The main conflict in Jane Eyre, by Charlotte Bronte, surrounds Jane's attempts to reconcile the world that often has no values to the code of values by which she lives her life.

This is most obvious in her relationship with the tormented figure of Mr. Rochester. She wants desperately to help him. She falls in love with him and wants to marry him. Yet when she discovers that he is married, albeit to a deranged wife, Jane cannot stay with Rochester, although she still loves him.

Her struggles are internal and external. Jane struggles inside to do the right thing (which is man vs self). Society (in the form of Bertha's brother) expects her to do the right thing in that Edward is already married (which is man vs society). Rochester still wants Jane (which is man vs man), but she cannot live with him in sin, and this brings the reader back to her internal conflict (man vs self).

Jane leaves and tries to forget Rochester and go on with her life. When St. John Rivers proposes, once again, Jane cannot ignore her conscience: she does not love him, so she says no. Then Jane hears Edward's voice on the wind, calling to her, an element of the supernatural. She returns to find Thornfield destroyed by fire and Bertha, the cause of it, dead. Now Jane and Edward can start a life together. The main source of Jane's conflict in the story has been resolved.

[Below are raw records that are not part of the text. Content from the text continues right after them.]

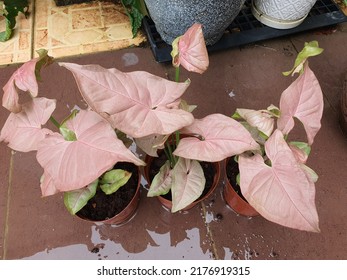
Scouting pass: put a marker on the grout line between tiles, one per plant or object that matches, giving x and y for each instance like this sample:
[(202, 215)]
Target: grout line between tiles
[(6, 227), (209, 232)]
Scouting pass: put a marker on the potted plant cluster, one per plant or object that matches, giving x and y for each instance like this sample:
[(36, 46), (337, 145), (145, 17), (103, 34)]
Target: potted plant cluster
[(150, 110), (85, 160), (275, 180)]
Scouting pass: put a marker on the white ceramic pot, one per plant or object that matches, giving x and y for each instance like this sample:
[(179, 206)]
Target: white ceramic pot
[(281, 14)]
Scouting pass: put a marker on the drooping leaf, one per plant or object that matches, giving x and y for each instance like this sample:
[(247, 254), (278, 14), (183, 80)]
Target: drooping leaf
[(151, 144), (281, 193), (137, 103), (23, 131), (301, 150), (68, 134), (303, 99), (75, 200), (219, 137), (75, 164), (112, 180), (11, 10), (261, 119), (188, 183), (189, 50), (162, 181), (24, 78)]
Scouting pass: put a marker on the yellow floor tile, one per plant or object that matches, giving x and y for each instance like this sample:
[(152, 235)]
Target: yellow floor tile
[(68, 30), (18, 48), (82, 28)]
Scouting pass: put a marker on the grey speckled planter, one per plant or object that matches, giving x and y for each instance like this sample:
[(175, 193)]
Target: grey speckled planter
[(173, 17)]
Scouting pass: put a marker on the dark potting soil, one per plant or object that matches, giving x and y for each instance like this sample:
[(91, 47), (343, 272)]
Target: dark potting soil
[(102, 207), (232, 169), (208, 168)]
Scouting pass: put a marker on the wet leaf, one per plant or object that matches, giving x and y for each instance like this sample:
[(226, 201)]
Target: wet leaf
[(303, 100), (137, 103), (23, 131), (218, 137), (75, 164), (162, 181), (188, 183), (112, 180), (75, 200), (283, 192)]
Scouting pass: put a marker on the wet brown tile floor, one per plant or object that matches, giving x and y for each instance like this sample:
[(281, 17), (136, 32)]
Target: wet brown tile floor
[(32, 227)]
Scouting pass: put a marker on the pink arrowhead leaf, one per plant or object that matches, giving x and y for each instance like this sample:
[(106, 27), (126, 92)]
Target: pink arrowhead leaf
[(23, 131), (281, 193), (303, 99), (220, 137), (152, 143), (24, 78), (261, 119), (190, 50), (137, 103), (188, 183), (75, 164)]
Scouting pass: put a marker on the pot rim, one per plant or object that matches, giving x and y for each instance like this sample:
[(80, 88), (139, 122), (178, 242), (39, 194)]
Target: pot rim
[(127, 213)]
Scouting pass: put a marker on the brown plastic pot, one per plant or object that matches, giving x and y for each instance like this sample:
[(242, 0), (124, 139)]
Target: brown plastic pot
[(168, 203), (235, 201), (127, 213)]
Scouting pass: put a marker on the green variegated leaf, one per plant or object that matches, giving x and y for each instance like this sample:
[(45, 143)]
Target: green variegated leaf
[(311, 49), (112, 180), (75, 200), (68, 134), (162, 182), (188, 183)]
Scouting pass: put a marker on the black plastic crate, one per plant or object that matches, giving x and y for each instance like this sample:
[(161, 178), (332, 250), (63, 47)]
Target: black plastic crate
[(246, 29)]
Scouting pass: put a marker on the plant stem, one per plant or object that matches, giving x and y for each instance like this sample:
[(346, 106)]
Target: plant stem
[(54, 121)]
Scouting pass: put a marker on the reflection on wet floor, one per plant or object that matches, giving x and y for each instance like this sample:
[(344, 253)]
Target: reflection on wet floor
[(107, 249)]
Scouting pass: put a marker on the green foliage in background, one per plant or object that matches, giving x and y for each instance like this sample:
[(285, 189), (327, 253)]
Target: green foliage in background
[(10, 10), (135, 10)]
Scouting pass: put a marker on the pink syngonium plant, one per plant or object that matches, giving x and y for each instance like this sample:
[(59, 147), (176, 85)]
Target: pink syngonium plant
[(278, 184), (189, 50), (25, 79), (137, 103), (86, 148), (210, 139)]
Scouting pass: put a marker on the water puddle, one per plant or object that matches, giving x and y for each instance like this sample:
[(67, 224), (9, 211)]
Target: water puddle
[(160, 247)]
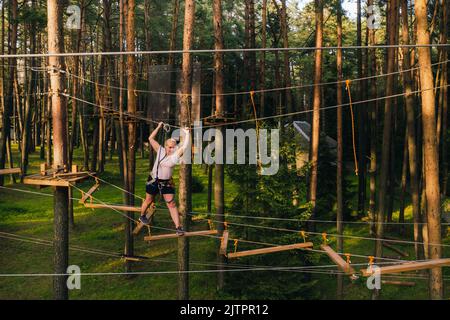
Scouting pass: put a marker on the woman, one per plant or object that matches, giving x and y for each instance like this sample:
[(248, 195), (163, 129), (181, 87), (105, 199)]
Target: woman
[(160, 181)]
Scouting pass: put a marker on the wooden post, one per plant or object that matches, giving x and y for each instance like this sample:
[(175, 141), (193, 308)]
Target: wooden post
[(185, 169), (59, 120), (315, 128), (219, 183), (430, 152), (131, 160), (339, 167)]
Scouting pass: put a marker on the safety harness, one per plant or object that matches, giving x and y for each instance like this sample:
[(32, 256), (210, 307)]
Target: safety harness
[(162, 182)]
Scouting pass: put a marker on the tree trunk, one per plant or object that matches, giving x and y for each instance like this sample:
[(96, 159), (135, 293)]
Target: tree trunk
[(173, 33), (262, 63), (9, 101), (185, 169), (339, 172), (287, 74), (387, 130), (314, 153), (361, 120), (401, 214), (430, 148), (220, 107), (373, 126), (59, 117), (131, 102), (411, 129), (443, 100)]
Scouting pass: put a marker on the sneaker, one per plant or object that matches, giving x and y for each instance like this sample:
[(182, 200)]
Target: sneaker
[(180, 231), (144, 219)]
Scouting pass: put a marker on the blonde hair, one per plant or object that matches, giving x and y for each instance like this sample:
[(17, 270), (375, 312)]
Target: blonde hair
[(169, 141)]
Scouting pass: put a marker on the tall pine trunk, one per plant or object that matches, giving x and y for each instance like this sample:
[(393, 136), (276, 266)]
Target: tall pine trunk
[(59, 120), (411, 129), (220, 107), (431, 164), (185, 169), (339, 172), (317, 97)]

favoritethings eNotes educator| Certified Educator

It seems erroneous to say that Jane's internal conflict about her relationship with Rochester is the central conflict of the story because she doesn't really seem to feel very conflicted about it.  Once Jane realizes that she cannot marry Rochester, because he is already married, she knows immediately that she cannot stay with him.  However, all throughout the book, Jane finds herself in conflict with various other characters.  Her aunt Reed is a hypocritical and nasty woman who torments Jane and then tells evil lies about her to Mr. Brocklehurst; then Mr. Brocklehurst makes Jane's life difficult and miserable, at times, at Lowood by presenting her as a sinful ingrate.  Then, she must refuse Rochester when he wants her to stay and be his mistress after the revelation of Berthat's existence is made.  Later, Jane conflicts with St. John Rivers who will only consent to take her overseas as a missionary if she will marry him -- because it is the only socially-acceptable way for her to go -- and so Jane must refuse this opportunity even though she dearly wants to accept it.  It is others' concept of her and what is "best" for her that she must fight against throughout the entirety of the novel.